CREATING A VOCABULARY FRAMEWORK FOR PTSD: TOWARD A BETTER UNDERSTANDING OF SYMPTOMATOLOGY, TREATMENT, RESILIENCY, AND SUICIDALITY

Monday, October 24, 2011
Grand Ballroom AB (Hyatt Regency Chicago)
Poster Board # 11
(ESP) Applied Health Economics, Services, and Policy Research

Candidate for the Lee B. Lusted Student Prize Competition


Maryan Zirkle, MD, MA1, Dallas Swanson, BS1, Susan Severance, MPH1, Stephen L. Luther, PhD, MBA2 and David H. Hickam, MD, MPH1, (1)Portland VA Medical Center, Portland, OR, (2)James A. Haley VA Hospital, Tampa, FL

Purpose: For patients with psychiatric disorders, clinician notes are the principal source of information about the course and severity of their illness. A vocabulary framework is a structured representation of single words and short phrases used clinically when documenting patient encounters. Such a framework is an essential first step to developing automated tools for extracting clinical information from electronic medical records. We developed a framework that defines the vocabulary used by clinicians who provide clinical care to patients suffering from post traumatic stress disorder (PTSD). The purpose of this study was to learn what data sources are needed to create a comprehensive vocabulary framework.
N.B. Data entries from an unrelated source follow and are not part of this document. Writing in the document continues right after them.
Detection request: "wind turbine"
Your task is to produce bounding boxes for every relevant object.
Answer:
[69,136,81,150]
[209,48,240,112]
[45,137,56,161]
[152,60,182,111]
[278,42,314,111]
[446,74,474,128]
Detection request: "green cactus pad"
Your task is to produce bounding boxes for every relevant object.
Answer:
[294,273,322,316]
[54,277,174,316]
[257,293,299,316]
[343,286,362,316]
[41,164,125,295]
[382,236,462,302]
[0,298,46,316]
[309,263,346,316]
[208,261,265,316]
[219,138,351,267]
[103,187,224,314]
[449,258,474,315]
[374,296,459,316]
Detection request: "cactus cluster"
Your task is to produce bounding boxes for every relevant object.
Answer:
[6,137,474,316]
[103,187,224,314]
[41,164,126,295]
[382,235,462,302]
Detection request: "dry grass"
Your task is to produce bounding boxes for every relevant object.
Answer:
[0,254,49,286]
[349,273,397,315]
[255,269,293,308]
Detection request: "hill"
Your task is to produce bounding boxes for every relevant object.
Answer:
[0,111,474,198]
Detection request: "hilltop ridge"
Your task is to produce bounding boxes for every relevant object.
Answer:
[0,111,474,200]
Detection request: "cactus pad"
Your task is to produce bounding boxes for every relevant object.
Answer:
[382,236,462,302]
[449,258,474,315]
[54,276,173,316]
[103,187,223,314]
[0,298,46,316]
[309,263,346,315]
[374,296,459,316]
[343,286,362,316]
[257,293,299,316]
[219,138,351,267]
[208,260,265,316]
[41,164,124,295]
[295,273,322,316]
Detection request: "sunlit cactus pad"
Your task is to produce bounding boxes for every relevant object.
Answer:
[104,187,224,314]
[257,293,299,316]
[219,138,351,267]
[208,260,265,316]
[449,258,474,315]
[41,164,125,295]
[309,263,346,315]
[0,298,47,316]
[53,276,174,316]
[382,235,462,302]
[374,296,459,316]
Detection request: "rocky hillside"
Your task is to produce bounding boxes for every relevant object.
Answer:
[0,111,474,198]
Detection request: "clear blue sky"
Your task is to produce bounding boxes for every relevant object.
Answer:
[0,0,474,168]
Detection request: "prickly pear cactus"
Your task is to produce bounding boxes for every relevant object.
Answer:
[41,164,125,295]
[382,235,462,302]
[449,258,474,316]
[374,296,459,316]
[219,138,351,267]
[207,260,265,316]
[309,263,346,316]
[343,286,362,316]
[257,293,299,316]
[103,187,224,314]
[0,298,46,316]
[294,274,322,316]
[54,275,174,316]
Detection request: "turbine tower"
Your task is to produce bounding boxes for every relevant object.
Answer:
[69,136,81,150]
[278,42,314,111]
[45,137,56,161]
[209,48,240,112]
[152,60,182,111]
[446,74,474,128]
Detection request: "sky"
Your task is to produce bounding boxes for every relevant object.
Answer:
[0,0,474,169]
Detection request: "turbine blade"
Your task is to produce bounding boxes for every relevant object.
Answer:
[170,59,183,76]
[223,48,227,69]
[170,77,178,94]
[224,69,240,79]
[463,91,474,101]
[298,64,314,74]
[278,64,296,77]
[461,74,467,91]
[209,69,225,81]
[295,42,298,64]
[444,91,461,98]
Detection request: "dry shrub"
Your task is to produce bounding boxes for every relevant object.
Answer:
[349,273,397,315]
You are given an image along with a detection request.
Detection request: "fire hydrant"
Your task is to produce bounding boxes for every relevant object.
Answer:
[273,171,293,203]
Methods: A set of complementary data sources were used to construct a framework and classify terminology about the following clinical domains: change in symptoms, prescribed treatments, terms related to resiliency, and terms related to suicidality. Data from the following data sources were included: terms derived from published PTSD treatment guidelines, focus groups with mental health clinicians from five VA medical centers, automated text mining of 100 progress notes, manual annotation of terms from approximately 1,000 outpatient progress notes, and terms derived from SNOMED-CT.

Results: A total of 158 terms were derived from the PTSD treatment guidelines, 172 terms resulted from SNOMED-CT, 43 were identified in the focus groups, and another 20 resulted from text mining. However, 985 unique terms were identified from annotation of the progress notes. Of the unique terms, 397 terms were included in 4 symptom categories (re-experiencing, avoidance, arousal, and general) and 219 terms were included in 3 treatment categories (counseling, pharmacotherapy, and general).

Conclusions: Systematic annotation of outpatient progress notes was a rich source of clinical terms. The range of terms used by individual clinicians is broad, with multiple synonyms occurring in nearly all categories of symptoms and treatments. Existing structured vocabularies do not capture most terminology used by clinicians for care of patients with PTSD. In this clinical domain, development of a vocabulary framework from actual clinical text has great promise. Future studies will focus on incorporating this vocabulary into a PTSD term identification tool that can be used in chart abstraction, text mining, and clinical decision support development.